(peg) - PEG library

Library (peg)

A parser combinators library.

This library is named PEG (Paring Expression Grammar), howerver it only provides parser combinator not syntactical layer, yet.

The following example shows parsing simple arithmetic expressions.

The first part of the example shows how to define the parser. The parser is defined with the name of calc:expr. This parser accepts one argument which is a lazy sequence provided by SRFI-127 (srfi :127), and returns 3 values, parse state, parser value and next input.
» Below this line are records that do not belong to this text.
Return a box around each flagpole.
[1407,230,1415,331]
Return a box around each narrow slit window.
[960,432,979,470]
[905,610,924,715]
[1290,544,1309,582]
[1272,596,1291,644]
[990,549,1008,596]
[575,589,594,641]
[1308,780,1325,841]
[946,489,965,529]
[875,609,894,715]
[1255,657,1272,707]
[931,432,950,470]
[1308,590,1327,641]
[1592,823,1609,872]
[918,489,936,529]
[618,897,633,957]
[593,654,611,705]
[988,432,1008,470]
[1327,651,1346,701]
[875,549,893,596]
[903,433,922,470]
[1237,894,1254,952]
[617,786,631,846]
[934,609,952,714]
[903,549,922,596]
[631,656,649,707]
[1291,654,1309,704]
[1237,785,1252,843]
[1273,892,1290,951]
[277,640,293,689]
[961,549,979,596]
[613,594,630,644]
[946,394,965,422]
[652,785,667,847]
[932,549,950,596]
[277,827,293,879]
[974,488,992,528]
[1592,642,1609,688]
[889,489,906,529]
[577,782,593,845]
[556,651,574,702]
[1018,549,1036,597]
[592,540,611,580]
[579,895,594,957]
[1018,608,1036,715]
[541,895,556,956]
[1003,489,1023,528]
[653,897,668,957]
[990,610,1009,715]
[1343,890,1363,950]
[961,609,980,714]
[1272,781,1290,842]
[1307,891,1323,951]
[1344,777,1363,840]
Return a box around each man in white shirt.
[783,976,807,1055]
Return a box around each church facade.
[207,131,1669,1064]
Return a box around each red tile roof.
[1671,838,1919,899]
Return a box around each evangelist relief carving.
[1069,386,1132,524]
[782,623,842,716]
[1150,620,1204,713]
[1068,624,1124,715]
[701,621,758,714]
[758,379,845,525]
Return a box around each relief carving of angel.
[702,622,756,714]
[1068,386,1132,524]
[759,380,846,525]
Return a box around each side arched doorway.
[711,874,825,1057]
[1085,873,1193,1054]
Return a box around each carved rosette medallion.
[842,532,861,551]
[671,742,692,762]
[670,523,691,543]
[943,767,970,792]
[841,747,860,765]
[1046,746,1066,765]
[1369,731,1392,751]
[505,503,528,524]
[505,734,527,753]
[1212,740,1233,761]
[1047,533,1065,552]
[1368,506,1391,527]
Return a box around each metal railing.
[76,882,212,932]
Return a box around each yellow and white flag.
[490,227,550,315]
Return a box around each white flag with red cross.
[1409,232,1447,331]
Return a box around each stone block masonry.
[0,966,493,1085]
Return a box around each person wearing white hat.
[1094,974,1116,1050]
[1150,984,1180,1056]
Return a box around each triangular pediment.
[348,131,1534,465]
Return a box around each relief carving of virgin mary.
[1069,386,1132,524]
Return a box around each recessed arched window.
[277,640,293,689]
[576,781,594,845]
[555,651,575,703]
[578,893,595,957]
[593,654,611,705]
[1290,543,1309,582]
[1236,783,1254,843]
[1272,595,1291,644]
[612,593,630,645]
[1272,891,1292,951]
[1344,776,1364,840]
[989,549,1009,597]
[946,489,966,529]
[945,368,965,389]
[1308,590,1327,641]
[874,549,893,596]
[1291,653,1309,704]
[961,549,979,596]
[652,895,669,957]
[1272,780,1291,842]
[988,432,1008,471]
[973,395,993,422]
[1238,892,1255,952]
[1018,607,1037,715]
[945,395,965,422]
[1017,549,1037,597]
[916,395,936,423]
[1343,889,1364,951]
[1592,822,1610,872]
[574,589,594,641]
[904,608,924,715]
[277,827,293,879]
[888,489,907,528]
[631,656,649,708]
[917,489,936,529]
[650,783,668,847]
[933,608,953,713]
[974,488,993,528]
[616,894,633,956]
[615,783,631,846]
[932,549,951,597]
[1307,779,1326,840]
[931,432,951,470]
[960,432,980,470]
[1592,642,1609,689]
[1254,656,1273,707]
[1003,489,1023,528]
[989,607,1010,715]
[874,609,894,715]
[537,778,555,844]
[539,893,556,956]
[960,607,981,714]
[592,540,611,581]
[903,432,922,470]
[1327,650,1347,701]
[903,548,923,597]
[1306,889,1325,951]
NOTE: A lazy sequence is a pair, whose cdr part might be a generator. A normal pair can also be a lazy sequence.

(import (rnrs)
	(peg)
	(peg chars)
	(srfi :14 char-sets)
	(srfi :121 generators)
	(srfi :127 lseqs))

(define ascii-digits (char-set-intersection char-set:digit char-set:ascii))
(define calc:num
  ($do (s ($optional ($or ($eqv? #\+) ($eqv? #\-)) #\+))
       (n ($many ($char-set-contains? ascii-digits) 1))
       ($return (string->number (apply string s n)))))
(define (calc:op c)
  ($seq ($many ($satisfy char-whitespace?))
	($eqv? c)
	($many ($satisfy char-whitespace?))))
(define calc:+ (calc:op #\+))
(define calc:* (calc:op #\*))
(define calc:open (calc:op #\())
(define calc:close (calc:op #\)))

(define calc:simple
  ($or ($do calc:open (a ($lazy calc:expr)) calc:close ($return a))
       calc:num))
(define calc:mulexp
  ($or ($do (a calc:simple) calc:* (b calc:simple) ($return (* a b)))
       calc:simple))
(define calc:expr
  ($or ($do (a calc:mulexp) calc:+ (b calc:mulexp) ($return (+ a b)))
       calc:mulexp))

The parser can be called like this:

(calc:expr (generator->lseq (string->generator "1 + 2")))
#\<parse-succcess> 3 '()

The parser doesn't check if the input is consumed entirely. So this also returns success:

(calc:expr (generator->lseq (string->generator "1 - 2")))
#\<parse-succcess> 1 '(#space #- #space #2)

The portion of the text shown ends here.